CD-Kritik zu Bruce Springsteen: Darkness On The Edge Of Town, The Promise

Zauberhafte Bruce-Springsteen-Box: „Darkness On The Edge Of Town“ remastered sowie die Doppel-CD „The Promise“ mit unveröffentlichten Songs und drei DVDs

von Gérard Otremba

Die musikalischen Schatzausgrabungen verdienter Rock’n’Roll-Gößen gehen weiter. Eine wunderbare CD-Box offeriert nun Sony/Columbia mit „The Promise“ von Bruce Springsteen. War schon „Tracks“ von 1998 eine wahre Fundgrube an bis dato unveröffentlichtem Studiomaterial der Jahre 1972-1995, konzentriert sich „The Promise“ auf die Zeit um das 1978 erschienene Album „Darkness On The Of Town“. Zwischen „Born To Run“ und eben „Darkness“ konnte Springsteen wegen eines Rechtsstreits mit Manager Allen Klein keine Songs veröffentlichen, trotzdem, oder gerade deswegen, eine der schöpferischsten Phasen in Springsteens Karriere.
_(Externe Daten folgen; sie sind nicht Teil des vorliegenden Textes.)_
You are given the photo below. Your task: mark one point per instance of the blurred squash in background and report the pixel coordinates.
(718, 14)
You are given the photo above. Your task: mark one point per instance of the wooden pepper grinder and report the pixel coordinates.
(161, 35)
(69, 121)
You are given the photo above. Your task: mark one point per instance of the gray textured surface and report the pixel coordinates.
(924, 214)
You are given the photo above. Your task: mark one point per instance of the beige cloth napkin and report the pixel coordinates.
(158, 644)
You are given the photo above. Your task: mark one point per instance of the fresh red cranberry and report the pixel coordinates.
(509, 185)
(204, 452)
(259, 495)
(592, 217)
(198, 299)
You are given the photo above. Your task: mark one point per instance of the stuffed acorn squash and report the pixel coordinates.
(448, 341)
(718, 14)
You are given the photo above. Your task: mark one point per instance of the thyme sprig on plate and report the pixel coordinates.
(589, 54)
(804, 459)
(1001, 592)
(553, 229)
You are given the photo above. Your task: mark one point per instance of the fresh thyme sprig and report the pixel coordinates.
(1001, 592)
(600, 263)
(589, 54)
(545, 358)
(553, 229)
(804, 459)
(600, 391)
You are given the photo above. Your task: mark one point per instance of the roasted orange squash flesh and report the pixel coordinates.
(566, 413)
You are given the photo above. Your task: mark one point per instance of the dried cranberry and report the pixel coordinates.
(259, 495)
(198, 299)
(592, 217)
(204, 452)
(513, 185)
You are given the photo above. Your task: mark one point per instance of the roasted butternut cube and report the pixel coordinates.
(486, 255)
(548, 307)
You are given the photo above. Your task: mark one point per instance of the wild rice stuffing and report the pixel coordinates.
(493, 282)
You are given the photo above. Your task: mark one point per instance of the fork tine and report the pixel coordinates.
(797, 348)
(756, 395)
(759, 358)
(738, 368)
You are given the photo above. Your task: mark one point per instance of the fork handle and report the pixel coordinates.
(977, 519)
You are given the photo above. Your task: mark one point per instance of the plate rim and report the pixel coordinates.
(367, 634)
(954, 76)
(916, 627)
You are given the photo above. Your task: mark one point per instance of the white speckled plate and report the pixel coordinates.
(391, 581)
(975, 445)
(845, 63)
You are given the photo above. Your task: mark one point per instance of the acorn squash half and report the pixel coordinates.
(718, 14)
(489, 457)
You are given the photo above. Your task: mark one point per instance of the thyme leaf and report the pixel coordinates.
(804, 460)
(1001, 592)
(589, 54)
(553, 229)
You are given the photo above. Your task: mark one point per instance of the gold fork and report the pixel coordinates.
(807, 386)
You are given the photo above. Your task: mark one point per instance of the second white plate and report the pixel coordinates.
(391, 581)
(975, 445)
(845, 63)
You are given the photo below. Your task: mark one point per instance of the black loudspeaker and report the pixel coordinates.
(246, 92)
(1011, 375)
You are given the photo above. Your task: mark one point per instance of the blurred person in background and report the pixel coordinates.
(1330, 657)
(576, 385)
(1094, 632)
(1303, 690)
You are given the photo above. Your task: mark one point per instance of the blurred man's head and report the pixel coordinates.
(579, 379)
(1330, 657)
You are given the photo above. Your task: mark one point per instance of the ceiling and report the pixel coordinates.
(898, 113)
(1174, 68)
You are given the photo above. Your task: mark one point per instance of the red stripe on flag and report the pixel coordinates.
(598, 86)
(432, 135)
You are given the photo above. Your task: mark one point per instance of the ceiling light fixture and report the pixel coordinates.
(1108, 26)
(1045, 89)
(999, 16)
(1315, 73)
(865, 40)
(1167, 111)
„The Promise“ mit vielen unveröffentlichten Springsteen-Perlen

Das Nachfolgealbum des Meisterwerks „Born To Run“ und leider immer zu Unrecht im Schatten desselbigen stehende „Darkness On The Edge Of Town“ erhält nun die verdiente Aufmerksamkeit. In der Remastered-Fassung erstrahlen die vielen heißgeliebten Klassiker von „Badlands“ und „Something In The Night“ über „Racing In The Street“ und „Promised Land“ bis hin zu „Prove It All Night“ und „Darkness On The Edge Of Town“ in neuem Licht. Wesentlich wichtiger für die Springsteen-Kenner allerdings sind natürlich die beiden „The Promise“-CDs, voller in diesen Versionen noch nicht veröffentlichter Springsteen-Perlen. In der Alternativversion von „Racing In The Street“ sorgt die E-Street-Band um Gitarrist Stevie Van Zandt für einen opulenten und hymnischen Sound, verglichen mit der bekannten CD-Fassung fast schon bombastisch anmutend. „Gotta Get That Feeling“ ist ein wunderbarer E-Street-Shuffle mit satten Bläsern, überschwenglich wie das auf „The River“ erschienene „The Ties That Bind“.

„Because The Night“ und „Candys Boy“

„Outside Looking In“ ist bester Sixties-Rock’n’Roll, vorangetrieben von Garry Tallent am Bass und Max Weinberg an den Drums und vom Saxophonspiel Clerence Clemons’ verfeinert. „Someday (We’ll Be Together)“ gerät mit pathetischen Chören unterlegt eine Spur zu kitschig, vielleicht Springsteens endgültiger Christmas-Song. „Wrong Side Of The Street“ entpuppt sich als eine gut geölte, aus dem Ärmel geschüttelte, Midtemponummer, „Rendezvous“ ist bereits durch die „Tracks“-Box bekannt und „Candys Boy“ entzückt durch das Orgelspiel von Danny Federici. Jeder, der ein Springsteen-Konzert besucht hat und dann noch das Glück hatte, „Because The Night“ live erleben zu dürfen, weiß, welche Kraft und Dynamik dieser Song entwickelt. Hier als Studioalternative zu Patti Smith-Version. Herauszuheben sind auf der ersten Promise-CD definitiv „One Way Street“ und „The Brokenhearted“. Zwei balladeske Stücke, in denen Roy Bittan am Piano den Ton angibt und Bruce den edlen Romantiker, den keiner im Rock’n’Roll-Geschäft so prägnant verkörpert wie Springsteen. Grandiose Songs, endlich dann auch ganz regulär auf CD veröffentlicht.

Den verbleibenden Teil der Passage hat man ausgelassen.